Lincoln Jana, Stewart Mark E, Preskorn Sheldon H
Clinical Research Institute and Kansas University School of Medicine-Wichita, 1010 N. Kansas,Wichita, KS 67217, USA.
J Psychiatr Pract. 2010 Mar;16(2):103-14. doi: 10.1097/01.pra.0000369971.64908.dc.
Determining a drug dosing regimen that produces consistent bioavailability and patient effects is one of the goals of the drug development process. Food consumption is one factor that can significantly alter the bioavailability of some drugs. This manuscript describes a research approach to determine what recommendations to give patients regarding taking oral ziprasidone in relation to food consumption. Four pharmacokinetic studies, the first three in volunteers and the fourth in patients at steady-state on the maximum recommended daily dose of ziprasidone, investigated the relationship between food intake and ziprasidone absorption. These studies illustrate how sequential studies are used in drug development to investigate increasingly precise questions using data from one study to refine the question being addressed by the next. In the first study, the absorption of ziprasidone was shown to double when taken following a high-calorie, high-fat meal versus the fasting state. The second study showed that the difference in absorption between the fasting and fed states increased with dose. The third study suggested that calorie rather than fat content was the critical variable. This finding was confirmed in the fourth study over a wider variety of meals and under clinically relevant dosing conditions. That study also found reduced pharmacokinetic variability (i.e., more consistent absorption) when ziprasidone was administered with 500-1000 kcal meals without regard to fat content rather than under fasting or low-calorie meal conditions. These results have several clinically important implications. First, the effect of taking ziprasidone in a fasting state cannot be overcome simply by increasing the dose. Second, significant swings in ziprasidone concentration and hence efficacy and tolerability may occur on a day-to-day basis if diet is not controlled. Third, patients should be advised to take ziprasidone with a meal containing at least 500 calories (without regard to fat content) to ensure adequate ziprasidone bioavailability and thus achieve optimal efficacy. These four studies illustrate the sequential and incremental nature of drug development research and what is meant by the concept of bioequivalence.
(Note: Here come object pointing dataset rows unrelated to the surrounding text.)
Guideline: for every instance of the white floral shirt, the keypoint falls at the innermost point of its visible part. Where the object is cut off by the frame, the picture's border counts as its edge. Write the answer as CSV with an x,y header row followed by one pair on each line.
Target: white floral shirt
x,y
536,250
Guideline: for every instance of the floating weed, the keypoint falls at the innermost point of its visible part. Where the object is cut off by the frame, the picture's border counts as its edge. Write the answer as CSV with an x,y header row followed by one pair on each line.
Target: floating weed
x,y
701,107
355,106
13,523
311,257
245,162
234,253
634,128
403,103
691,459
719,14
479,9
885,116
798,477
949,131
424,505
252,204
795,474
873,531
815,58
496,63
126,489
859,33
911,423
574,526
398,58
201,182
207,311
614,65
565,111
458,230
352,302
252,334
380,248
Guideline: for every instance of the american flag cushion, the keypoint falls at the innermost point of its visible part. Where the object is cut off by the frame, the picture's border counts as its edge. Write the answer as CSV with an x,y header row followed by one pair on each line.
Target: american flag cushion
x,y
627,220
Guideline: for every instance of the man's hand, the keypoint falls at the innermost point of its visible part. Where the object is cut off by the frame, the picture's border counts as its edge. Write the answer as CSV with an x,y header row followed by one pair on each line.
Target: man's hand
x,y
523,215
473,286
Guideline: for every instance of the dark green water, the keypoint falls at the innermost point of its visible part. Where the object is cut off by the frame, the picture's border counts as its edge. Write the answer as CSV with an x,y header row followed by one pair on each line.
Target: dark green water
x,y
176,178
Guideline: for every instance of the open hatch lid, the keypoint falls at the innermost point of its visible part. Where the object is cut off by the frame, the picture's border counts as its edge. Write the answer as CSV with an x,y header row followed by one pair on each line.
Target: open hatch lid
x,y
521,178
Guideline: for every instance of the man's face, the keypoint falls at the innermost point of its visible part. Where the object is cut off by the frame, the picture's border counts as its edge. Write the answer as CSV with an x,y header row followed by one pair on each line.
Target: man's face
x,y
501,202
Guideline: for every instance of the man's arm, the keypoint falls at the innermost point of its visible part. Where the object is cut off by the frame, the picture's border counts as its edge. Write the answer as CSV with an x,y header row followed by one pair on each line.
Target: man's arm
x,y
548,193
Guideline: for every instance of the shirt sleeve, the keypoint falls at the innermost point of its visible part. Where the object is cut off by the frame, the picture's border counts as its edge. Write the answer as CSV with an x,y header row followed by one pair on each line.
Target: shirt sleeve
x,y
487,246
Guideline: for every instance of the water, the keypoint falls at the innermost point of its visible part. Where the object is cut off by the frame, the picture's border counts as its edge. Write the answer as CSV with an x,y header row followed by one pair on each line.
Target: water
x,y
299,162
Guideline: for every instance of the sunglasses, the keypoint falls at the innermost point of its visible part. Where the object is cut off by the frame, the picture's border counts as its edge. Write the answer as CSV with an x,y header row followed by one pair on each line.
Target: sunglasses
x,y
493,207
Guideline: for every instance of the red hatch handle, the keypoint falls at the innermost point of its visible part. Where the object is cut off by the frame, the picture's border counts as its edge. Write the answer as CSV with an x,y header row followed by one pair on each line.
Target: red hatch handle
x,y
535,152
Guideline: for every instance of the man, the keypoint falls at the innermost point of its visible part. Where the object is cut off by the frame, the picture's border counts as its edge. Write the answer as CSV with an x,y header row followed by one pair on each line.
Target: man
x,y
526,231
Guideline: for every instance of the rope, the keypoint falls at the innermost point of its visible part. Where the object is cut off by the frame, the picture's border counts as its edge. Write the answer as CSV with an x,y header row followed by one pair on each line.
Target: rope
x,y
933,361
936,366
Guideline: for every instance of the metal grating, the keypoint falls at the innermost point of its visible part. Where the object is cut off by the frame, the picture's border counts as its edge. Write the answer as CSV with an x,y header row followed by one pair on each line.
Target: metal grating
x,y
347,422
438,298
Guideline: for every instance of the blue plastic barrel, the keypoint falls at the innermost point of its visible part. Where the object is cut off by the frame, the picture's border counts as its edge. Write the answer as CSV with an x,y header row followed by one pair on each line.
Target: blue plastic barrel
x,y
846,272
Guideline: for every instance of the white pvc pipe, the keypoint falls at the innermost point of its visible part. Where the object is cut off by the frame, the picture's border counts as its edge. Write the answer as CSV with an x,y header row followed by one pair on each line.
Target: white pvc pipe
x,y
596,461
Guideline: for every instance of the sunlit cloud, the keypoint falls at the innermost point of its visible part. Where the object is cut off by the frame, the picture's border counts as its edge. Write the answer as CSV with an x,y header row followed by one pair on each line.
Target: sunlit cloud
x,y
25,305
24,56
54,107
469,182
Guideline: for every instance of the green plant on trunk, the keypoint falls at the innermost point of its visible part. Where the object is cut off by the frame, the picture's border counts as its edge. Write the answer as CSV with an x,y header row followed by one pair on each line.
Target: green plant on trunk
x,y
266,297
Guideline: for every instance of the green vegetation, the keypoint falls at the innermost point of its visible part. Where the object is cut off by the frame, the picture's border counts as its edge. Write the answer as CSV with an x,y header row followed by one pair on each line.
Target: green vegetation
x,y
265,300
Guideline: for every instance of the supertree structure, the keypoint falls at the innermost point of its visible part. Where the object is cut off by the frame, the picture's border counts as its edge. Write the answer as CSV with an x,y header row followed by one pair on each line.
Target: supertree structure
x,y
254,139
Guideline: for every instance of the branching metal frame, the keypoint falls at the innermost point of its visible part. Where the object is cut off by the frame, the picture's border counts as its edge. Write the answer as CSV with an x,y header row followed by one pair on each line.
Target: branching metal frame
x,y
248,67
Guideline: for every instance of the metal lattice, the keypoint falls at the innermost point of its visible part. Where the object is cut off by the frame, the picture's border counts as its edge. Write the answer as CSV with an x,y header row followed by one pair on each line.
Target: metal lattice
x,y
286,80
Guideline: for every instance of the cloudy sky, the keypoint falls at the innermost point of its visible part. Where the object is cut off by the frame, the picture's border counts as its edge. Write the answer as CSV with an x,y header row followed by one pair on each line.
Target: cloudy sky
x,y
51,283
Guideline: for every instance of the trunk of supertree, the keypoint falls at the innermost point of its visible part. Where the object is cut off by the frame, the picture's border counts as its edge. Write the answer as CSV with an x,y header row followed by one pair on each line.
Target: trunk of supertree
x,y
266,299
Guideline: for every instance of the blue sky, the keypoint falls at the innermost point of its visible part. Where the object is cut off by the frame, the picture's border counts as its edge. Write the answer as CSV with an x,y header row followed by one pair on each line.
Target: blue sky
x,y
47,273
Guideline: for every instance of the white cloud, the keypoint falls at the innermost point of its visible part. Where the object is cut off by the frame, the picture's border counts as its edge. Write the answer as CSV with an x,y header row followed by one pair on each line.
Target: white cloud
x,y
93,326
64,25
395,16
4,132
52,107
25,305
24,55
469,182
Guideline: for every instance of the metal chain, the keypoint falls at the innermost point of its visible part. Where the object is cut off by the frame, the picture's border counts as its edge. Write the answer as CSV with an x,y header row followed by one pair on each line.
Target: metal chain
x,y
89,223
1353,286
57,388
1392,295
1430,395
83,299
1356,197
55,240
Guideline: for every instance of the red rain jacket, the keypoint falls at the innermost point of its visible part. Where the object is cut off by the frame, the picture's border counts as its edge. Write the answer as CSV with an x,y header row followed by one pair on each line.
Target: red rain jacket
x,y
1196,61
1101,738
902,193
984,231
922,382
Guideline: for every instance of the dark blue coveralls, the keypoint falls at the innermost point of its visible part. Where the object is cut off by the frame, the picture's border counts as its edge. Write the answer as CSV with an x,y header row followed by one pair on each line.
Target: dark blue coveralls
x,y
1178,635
确定能产生一致生物利用度和患者效应的给药方案是药物研发过程的目标之一。食物摄入是一个能显著改变某些药物生物利用度的因素。本手稿描述了一种研究方法,以确定就食物摄入而言,应给患者提供哪些关于口服齐拉西酮的建议。四项药代动力学研究,前三项在志愿者中进行,第四项在服用齐拉西酮最大推荐日剂量的稳态患者中进行,研究了食物摄入与齐拉西酮吸收之间的关系。这些研究说明了在药物研发中如何使用系列研究,利用一项研究的数据来细化下一项研究所要解决的问题,从而研究越来越精确的问题。在第一项研究中,与禁食状态相比,高热量、高脂肪餐后服用齐拉西酮时,其吸收量增加了一倍。第二项研究表明,禁食和进食状态下的吸收差异随剂量增加而增大。第三项研究表明,关键变量是热量而非脂肪含量。在第四项研究中,在更广泛的餐食种类和临床相关给药条件下证实了这一发现。该研究还发现,当齐拉西酮与含500 - 1000千卡热量的餐食一起服用时,无论脂肪含量如何,药代动力学变异性降低(即吸收更一致),而不是在禁食或低热量餐食条件下。这些结果具有几个重要的临床意义。首先,在禁食状态下服用齐拉西酮的影响不能仅通过增加剂量来克服。其次,如果饮食不受控制,齐拉西酮浓度以及疗效和耐受性可能会在每天出现显著波动。第三,应建议患者在服用齐拉西酮时搭配至少含有500卡路里热量的餐食(不考虑脂肪含量),以确保齐拉西酮有足够的生物利用度,从而达到最佳疗效。这四项研究说明了药物研发研究的连续性和渐进性,以及生物等效性概念的含义。